Warta

Buku Anti Bid'ah dan Pro Kekerasan Dominasi Penerbitan Islam

Sabtu, 23 Oktober 2010 | 06:20 WIB

Jakarta, NU Online
Salah satu penerbitan buku yang berkembang paling pesat dan menjanjikan adalah penerbitan buku-buku keislaman. Tiga puluh persen dari sekitar 10 ribu buku yang diterbitkan merupakan buku yang masuk kategori Islam ini.

Sayangnya, penerbitan buku keislaman didominasi dengan buku anti bid'ah dan pro kekerasan. Rujukan keislaman yang dulu bersumber dari pesantren dan kiai yang moderat kini bersaing dengan buku-buku, yang banyak diantaranya terjemahan dan tak sesuai dengan konteks keindonesiaan.<>

“Pesantren dan kiai bukan sumber tunggal pengetahuan tentang Islam.
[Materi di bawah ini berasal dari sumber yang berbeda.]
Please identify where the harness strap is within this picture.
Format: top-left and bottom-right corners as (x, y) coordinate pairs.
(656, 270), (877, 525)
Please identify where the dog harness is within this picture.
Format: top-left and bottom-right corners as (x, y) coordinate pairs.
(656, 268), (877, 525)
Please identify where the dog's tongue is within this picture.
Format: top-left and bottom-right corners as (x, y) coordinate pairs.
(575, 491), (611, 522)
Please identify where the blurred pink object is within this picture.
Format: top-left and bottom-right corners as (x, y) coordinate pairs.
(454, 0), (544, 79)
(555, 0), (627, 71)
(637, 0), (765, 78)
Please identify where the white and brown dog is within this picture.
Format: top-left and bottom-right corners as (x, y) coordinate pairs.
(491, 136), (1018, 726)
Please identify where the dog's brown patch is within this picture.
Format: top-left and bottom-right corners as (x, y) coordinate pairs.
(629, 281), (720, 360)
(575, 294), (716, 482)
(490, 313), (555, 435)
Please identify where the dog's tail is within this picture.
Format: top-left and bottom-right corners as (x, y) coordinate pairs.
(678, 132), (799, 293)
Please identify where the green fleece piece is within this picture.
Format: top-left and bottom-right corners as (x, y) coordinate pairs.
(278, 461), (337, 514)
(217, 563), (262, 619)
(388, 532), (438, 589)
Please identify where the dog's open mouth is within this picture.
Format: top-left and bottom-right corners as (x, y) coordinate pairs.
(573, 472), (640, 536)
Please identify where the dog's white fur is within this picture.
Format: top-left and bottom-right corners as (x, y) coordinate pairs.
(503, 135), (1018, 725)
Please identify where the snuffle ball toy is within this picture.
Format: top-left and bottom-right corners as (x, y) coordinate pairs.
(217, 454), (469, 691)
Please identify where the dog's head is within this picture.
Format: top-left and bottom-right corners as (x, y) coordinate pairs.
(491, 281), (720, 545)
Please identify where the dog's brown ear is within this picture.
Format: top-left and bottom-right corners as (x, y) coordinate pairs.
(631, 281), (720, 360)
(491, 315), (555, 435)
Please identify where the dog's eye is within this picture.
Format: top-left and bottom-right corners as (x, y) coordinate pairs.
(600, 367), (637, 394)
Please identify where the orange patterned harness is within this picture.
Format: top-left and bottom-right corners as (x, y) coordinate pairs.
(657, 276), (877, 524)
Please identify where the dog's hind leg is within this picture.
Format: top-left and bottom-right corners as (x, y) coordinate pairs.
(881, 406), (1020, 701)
Mereka berkompetisi dengan para penulis buku, sekarang sudah terjadi free market of Islamic thought, pasar bebas pemikiran Islam,” kata Imdadun Rahmat, wakil sekjen PBNU dalam diskusi Kamisan yang membahas “Media Islam Kini” (21/10).

Dari survey yang ia lakukan, penerbitan Islam yang berkembang adalah penerbit dari kelompok garis keras, bukan kelompok moderat. Ia mencontohkan buku karya Imam Samudra “Aku Melawan Teroris” terjual sebanyak 12 ribu eksemplar, padahal untuk pasar Indonesia, buku best seller saja hanya yang terjual diatas 5 ribu eksemplar.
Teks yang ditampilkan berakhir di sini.